Metamath Proof Explorer

Theorem sbceqalOLD

Description: Obsolete version of sbceqal as of 26-Oct-2024. (Contributed by Andrew Salmon, 28-Jun-2011) (Proof modification is discouraged.) (New usage is discouraged.)

		Ref	Expression
	Assertion	sbceqalOLD	\|- ( A e. V -> ( A. x ( x = A -> x = B ) -> A = B ) )

Proof

Step	Hyp	Ref	Expression
1		spsbc	\|- ( A e. V -> ( A. x ( x = A -> x = B ) -> [. A / x ]. ( x = A -> x = B ) ) )
2		sbcimg	\|- ( A e. V -> ( [. A / x ]. ( x = A -> x = B ) <-> ( [. A / x ]. x = A -> [. A / x ]. x = B ) ) )
3		eqid	\|- A = A
4		eqsbc1	\|- ( A e. V -> ( [. A / x ]. x = A <-> A = A ) )
5	3 4	mpbiri	\|- ( A e.

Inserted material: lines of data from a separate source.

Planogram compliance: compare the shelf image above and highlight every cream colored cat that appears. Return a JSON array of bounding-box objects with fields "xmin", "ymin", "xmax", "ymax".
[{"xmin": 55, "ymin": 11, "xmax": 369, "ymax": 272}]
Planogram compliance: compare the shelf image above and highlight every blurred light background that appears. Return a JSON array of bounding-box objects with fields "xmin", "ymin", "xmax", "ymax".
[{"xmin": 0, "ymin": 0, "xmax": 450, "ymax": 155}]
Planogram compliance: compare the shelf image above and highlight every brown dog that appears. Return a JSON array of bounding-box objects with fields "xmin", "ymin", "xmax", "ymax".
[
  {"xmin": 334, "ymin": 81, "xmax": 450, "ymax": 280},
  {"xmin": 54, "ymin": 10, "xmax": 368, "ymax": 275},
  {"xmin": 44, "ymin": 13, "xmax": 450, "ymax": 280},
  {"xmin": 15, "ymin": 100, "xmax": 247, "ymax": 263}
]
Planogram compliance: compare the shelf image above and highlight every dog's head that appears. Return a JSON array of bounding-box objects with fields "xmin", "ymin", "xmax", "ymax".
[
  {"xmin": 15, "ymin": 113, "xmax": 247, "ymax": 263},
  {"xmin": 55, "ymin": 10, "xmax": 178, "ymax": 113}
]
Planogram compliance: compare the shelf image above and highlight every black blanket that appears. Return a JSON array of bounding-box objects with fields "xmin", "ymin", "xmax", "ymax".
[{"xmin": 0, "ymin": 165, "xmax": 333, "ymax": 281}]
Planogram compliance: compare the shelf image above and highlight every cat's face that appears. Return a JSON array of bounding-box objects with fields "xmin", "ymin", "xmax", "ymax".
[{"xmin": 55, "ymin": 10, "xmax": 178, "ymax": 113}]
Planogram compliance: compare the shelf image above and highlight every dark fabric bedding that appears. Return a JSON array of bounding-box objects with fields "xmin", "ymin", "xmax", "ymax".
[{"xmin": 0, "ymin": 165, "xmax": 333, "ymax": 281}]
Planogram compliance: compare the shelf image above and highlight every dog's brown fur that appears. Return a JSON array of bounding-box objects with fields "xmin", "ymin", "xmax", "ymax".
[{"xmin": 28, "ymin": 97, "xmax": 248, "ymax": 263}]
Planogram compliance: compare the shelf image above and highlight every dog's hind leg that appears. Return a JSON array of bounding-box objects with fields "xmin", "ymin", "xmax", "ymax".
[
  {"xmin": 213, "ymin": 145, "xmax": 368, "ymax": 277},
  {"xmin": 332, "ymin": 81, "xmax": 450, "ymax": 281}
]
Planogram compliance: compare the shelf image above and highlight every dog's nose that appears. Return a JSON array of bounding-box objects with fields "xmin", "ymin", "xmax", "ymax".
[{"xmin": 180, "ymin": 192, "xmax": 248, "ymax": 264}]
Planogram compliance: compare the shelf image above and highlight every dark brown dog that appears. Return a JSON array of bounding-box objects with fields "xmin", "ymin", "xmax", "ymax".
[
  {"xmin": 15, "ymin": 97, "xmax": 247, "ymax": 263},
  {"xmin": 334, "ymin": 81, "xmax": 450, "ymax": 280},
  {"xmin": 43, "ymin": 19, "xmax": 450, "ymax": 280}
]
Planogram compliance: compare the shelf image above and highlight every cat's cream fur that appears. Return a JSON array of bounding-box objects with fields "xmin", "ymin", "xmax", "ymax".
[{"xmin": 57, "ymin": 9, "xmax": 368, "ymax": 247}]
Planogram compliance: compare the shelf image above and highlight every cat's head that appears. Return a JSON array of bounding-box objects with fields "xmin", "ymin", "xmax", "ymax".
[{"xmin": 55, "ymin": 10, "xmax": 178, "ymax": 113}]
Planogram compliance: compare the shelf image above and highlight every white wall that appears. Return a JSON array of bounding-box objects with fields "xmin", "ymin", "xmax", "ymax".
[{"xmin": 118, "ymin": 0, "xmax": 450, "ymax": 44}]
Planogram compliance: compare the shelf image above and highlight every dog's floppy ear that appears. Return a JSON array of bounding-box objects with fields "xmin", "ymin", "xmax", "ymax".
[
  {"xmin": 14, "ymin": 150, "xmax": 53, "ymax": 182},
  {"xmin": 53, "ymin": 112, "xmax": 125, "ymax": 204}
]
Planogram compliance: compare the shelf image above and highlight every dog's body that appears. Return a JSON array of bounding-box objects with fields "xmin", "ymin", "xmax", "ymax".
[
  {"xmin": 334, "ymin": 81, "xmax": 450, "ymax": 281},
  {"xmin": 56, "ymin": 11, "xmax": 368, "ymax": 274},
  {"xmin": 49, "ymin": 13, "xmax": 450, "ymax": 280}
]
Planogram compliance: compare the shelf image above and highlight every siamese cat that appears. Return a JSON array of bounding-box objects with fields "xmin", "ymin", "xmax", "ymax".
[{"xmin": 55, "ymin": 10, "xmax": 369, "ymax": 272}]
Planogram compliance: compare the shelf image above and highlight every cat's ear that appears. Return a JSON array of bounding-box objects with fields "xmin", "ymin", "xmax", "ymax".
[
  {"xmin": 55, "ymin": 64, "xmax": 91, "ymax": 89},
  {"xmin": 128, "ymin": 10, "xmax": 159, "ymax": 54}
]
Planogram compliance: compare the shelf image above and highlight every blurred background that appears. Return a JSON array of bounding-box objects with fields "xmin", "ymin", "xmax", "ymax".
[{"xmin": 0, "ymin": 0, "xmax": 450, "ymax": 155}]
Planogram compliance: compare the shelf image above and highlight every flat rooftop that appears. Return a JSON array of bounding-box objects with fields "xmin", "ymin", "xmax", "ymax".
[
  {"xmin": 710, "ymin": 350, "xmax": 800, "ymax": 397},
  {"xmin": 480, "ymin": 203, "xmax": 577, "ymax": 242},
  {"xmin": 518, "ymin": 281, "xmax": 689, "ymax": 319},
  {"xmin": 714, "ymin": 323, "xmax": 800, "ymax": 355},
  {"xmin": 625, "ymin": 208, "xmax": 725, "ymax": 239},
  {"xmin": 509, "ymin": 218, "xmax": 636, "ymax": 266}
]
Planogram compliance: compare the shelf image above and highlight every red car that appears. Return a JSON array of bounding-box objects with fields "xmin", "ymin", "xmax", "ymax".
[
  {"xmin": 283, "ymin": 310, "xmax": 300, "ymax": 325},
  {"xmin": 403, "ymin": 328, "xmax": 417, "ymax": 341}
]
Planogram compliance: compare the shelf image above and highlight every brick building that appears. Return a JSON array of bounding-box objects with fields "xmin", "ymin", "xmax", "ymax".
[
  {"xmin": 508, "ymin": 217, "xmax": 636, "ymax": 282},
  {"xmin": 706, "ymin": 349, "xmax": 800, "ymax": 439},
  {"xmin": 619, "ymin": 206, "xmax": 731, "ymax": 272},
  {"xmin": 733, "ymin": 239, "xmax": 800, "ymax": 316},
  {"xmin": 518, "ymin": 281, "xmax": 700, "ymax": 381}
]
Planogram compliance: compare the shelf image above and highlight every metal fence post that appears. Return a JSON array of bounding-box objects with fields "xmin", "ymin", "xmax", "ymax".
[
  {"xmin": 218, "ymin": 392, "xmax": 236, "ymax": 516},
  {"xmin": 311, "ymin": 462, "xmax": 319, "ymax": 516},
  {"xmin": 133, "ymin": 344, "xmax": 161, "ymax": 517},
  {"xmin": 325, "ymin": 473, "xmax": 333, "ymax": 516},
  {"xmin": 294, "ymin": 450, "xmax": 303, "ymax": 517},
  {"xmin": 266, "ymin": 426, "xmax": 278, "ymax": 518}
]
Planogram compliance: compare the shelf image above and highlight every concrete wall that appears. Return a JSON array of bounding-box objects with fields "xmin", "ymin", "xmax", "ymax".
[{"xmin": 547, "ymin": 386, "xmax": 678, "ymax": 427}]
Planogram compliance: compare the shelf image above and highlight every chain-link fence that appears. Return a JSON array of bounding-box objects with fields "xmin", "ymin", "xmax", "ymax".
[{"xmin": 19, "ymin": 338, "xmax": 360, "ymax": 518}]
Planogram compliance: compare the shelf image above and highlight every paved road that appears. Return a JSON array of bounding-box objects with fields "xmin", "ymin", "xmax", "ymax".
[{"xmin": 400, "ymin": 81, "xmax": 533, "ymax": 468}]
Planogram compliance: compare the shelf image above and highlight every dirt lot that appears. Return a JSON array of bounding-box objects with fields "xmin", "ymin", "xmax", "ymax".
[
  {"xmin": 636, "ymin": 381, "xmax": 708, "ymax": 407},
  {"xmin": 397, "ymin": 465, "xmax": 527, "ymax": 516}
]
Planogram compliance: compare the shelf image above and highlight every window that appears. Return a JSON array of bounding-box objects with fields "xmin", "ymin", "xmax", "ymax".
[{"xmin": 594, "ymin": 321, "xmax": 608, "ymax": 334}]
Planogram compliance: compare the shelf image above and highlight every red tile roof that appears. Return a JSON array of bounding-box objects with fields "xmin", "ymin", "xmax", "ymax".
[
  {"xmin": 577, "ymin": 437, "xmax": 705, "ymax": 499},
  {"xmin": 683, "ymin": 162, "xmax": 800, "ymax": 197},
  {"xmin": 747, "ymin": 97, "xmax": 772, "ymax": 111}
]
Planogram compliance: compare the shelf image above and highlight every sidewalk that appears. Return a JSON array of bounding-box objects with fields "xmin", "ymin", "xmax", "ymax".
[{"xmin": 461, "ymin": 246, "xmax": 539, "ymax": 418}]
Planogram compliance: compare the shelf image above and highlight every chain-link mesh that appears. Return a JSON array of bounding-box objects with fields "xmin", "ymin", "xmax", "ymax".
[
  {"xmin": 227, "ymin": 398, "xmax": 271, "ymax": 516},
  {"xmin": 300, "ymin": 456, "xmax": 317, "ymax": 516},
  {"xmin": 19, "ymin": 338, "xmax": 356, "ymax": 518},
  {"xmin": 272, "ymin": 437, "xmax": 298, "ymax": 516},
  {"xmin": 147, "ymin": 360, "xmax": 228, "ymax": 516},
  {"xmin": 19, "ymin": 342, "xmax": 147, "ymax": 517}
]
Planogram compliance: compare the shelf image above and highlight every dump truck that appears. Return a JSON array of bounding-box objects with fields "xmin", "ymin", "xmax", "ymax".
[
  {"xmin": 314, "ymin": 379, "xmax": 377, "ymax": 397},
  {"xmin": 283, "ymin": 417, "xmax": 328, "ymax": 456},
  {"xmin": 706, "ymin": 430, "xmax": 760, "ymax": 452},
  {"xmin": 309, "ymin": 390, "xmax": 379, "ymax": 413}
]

V -> [. A / x ]. x = A )
6		pm5.5	\|- ( [. A / x ]. x = A -> ( ( [. A / x ]. x = A -> [. A / x ]. x = B ) <-> [. A / x ]. x = B ) )
7	5 6	syl	\|- ( A e. V -> ( ( [. A / x ]. x = A -> [. A / x ]. x = B ) <-> [. A / x ]. x = B ) )
8		eqsbc1	\|- ( A e. V -> ( [. A / x ]. x = B <-> A = B ) )
9	2 7 8	3bitrd	\|- ( A e. V -> ( [. A / x ]. ( x = A -> x = B ) <-> A = B ) )
10	1 9	sylibd	\|- ( A e. V -> ( A. x ( x = A -> x = B ) -> A = B ) )